For commissioners on the Sandy Hook panel, the link between the home-schooling of special-needs students and mass murder is provided by Adam Lanza, the 20-year-old at the center of the December 2012 murders at Sandy Hook Elementary School. Lanza was home-schooled by his mother, who was also murdered in her home on the same day that 26 students and school employees were shot and killed.

“Given the individuals involved in the tragedy that formed the basis of this commission, I think we have thought this issue out at some length and we believe it is very germane and that the actual facts leading up to this incident support the notion of the risk in not addressing social and emotional learning needs of children who may have significant needs in that area who are home-schooled,” said commission member Harold I. Schwartz.

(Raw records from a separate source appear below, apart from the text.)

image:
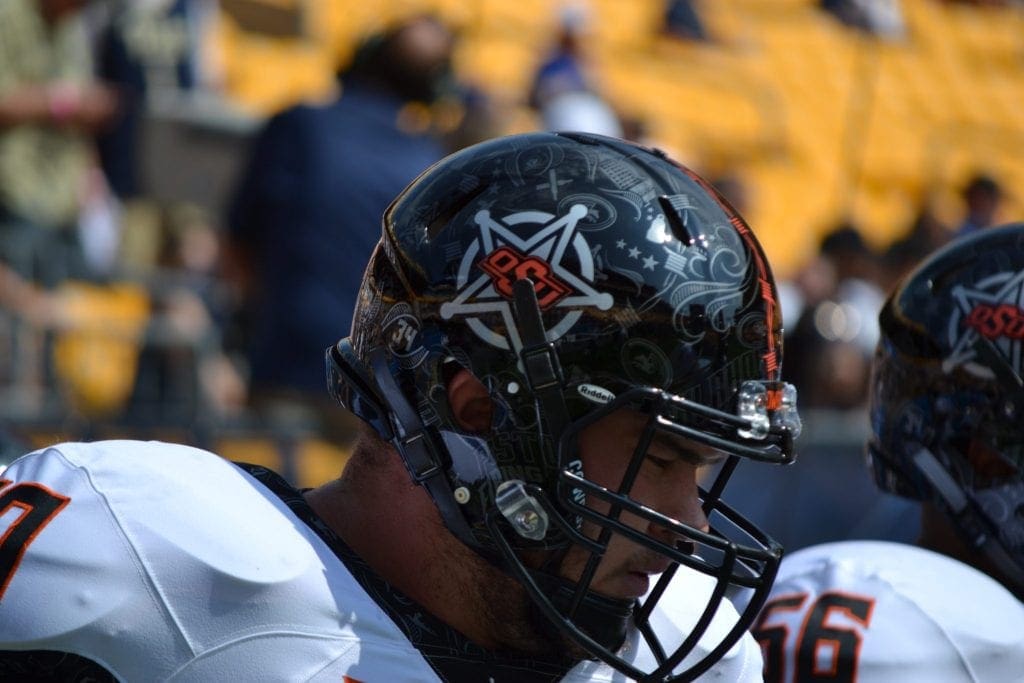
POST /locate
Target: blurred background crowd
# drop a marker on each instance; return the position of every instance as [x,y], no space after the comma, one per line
[188,189]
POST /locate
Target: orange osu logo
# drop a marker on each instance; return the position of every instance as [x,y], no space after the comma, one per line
[506,265]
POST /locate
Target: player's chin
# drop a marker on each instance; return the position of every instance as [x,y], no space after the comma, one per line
[623,585]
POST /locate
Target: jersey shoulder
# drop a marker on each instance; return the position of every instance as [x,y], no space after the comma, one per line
[159,559]
[891,611]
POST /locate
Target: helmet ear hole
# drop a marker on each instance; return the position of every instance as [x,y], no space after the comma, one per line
[470,402]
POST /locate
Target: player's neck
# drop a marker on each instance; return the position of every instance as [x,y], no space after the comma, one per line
[403,542]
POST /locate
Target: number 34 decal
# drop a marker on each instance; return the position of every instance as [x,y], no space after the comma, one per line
[25,510]
[821,649]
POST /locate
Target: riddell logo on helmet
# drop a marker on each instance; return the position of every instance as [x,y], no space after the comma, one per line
[595,393]
[993,322]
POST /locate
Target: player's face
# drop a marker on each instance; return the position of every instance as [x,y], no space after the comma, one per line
[667,482]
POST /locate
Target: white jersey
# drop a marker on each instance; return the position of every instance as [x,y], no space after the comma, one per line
[166,562]
[877,612]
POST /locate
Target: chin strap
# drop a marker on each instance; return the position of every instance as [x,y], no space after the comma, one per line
[419,449]
[540,361]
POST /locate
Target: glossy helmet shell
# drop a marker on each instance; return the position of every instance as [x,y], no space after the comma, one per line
[644,276]
[947,379]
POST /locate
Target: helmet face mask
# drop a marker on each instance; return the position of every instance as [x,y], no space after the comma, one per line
[574,275]
[947,393]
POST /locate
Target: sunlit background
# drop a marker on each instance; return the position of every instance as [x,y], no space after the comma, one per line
[808,123]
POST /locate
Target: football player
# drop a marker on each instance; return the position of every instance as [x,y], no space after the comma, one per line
[946,399]
[563,346]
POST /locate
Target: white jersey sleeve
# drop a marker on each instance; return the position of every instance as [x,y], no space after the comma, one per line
[879,611]
[166,562]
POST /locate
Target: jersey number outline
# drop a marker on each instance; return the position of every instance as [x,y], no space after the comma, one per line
[39,506]
[815,634]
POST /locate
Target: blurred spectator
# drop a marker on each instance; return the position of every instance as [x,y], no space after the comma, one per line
[926,233]
[879,17]
[564,69]
[682,20]
[982,197]
[50,108]
[563,91]
[183,373]
[144,48]
[307,211]
[835,337]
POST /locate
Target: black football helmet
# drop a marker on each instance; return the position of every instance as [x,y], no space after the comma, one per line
[947,395]
[574,275]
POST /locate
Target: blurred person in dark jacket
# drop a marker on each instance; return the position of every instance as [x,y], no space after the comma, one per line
[306,213]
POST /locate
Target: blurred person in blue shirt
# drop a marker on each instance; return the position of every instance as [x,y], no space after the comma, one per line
[307,211]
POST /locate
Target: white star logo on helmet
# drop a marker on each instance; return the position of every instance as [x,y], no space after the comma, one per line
[499,257]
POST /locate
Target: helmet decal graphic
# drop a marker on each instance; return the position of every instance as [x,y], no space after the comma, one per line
[991,313]
[500,257]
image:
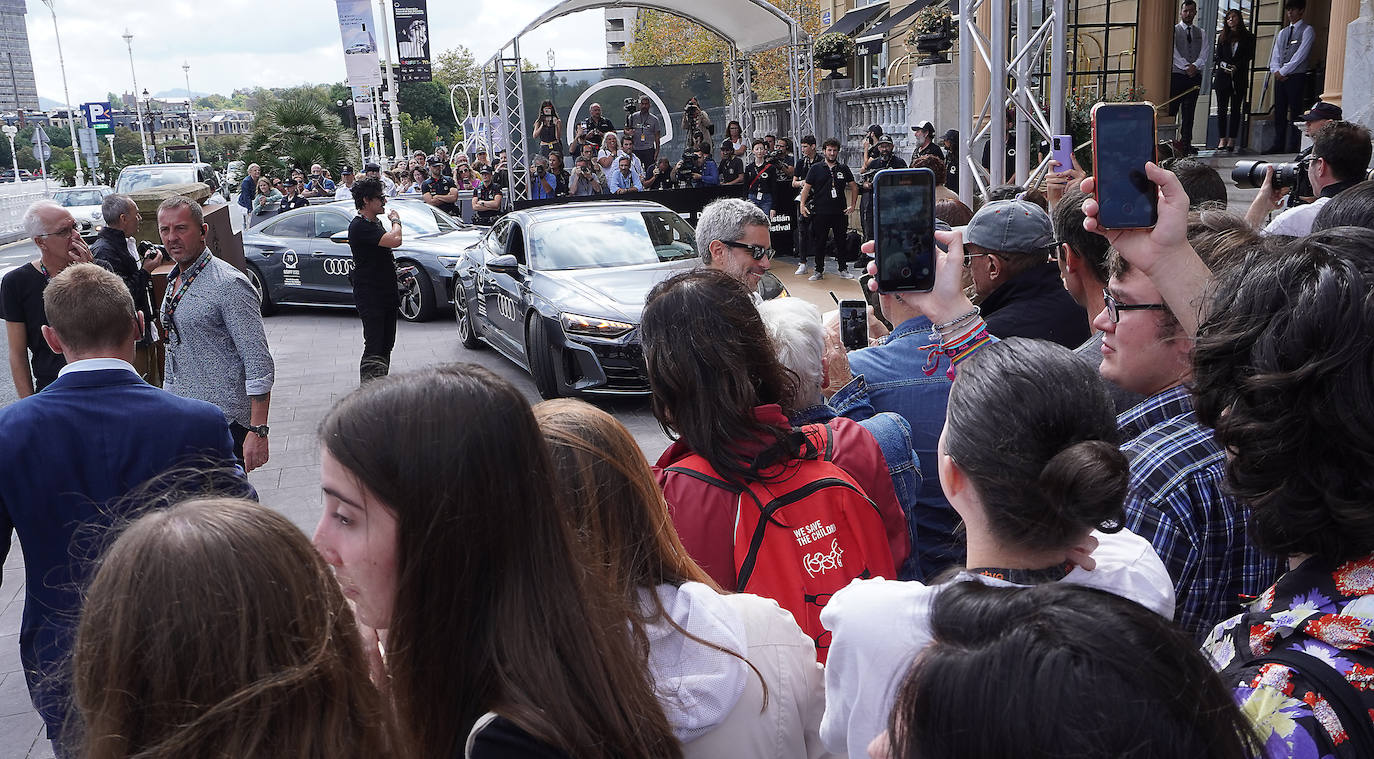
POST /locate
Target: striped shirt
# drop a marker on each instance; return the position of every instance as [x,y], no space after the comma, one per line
[217,349]
[1176,502]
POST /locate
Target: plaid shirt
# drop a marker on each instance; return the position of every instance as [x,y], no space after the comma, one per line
[1176,501]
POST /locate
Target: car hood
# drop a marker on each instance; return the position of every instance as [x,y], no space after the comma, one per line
[617,293]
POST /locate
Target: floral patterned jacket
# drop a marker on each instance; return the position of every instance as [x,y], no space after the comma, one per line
[1322,609]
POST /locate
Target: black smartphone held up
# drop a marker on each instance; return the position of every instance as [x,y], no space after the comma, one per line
[853,325]
[1123,140]
[904,230]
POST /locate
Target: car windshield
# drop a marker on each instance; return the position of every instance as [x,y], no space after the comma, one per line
[612,239]
[79,198]
[132,180]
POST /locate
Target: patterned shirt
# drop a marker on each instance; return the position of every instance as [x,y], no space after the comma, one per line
[1321,608]
[217,348]
[1176,501]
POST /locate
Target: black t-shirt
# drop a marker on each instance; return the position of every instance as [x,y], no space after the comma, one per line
[730,168]
[21,300]
[441,186]
[829,187]
[759,180]
[374,267]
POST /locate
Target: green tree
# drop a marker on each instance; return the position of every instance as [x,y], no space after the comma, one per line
[298,131]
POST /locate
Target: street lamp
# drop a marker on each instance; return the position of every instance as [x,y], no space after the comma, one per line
[72,121]
[143,139]
[190,109]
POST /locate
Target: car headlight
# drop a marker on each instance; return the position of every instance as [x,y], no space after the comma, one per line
[594,326]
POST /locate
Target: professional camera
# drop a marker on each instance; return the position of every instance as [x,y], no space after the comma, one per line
[1251,175]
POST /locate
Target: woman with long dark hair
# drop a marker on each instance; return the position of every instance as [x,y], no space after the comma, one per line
[1231,76]
[734,673]
[443,521]
[1079,673]
[213,629]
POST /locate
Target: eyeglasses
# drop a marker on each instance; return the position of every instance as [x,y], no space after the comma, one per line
[1116,308]
[63,231]
[756,252]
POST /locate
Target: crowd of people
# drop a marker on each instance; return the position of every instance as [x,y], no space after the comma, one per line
[1099,492]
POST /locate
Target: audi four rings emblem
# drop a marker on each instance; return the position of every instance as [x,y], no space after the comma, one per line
[338,267]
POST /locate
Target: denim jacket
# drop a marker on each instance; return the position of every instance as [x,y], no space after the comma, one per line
[893,436]
[889,377]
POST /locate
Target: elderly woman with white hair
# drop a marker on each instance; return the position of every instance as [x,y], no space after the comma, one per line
[798,334]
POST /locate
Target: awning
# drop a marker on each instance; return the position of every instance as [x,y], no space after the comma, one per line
[852,21]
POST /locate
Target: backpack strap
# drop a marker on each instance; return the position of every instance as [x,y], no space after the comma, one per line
[1337,690]
[477,728]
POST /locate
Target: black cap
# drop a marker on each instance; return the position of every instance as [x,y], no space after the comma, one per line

The Washington Post’s Eugene Volokh challenged that leap in logic, noting, for starters, that Lanza was home-schooled only briefly, from age 16 until he obtained his GED.

“I’m just skeptical that the state is going to be terribly good at second-guessing home-schooling parents’ judgment with regard to kids with emotional, social, and behavioral problems (a group that is of course hard for parents to help, but that is hard for state authorities to help, too),” wrote Volokh.

“And that’s especially so if the regulatory scheme is driven by concerns about the tiny, tiny fraction of children whose problems lead them to become mass murderers — a psychological process that, to my knowledge, psychiatry (unsurprisingly) doesn’t really fully understand.”

If this proposal becomes law, it will serve as yet another example of the government’s proclivity to counter extreme, exceptional acts with blanket legislationlegislation that needlessly encumbers many people, all of whom were getting by just fine without shouldering the burden that paternalistic government altruism typically places on law-abiding citizens.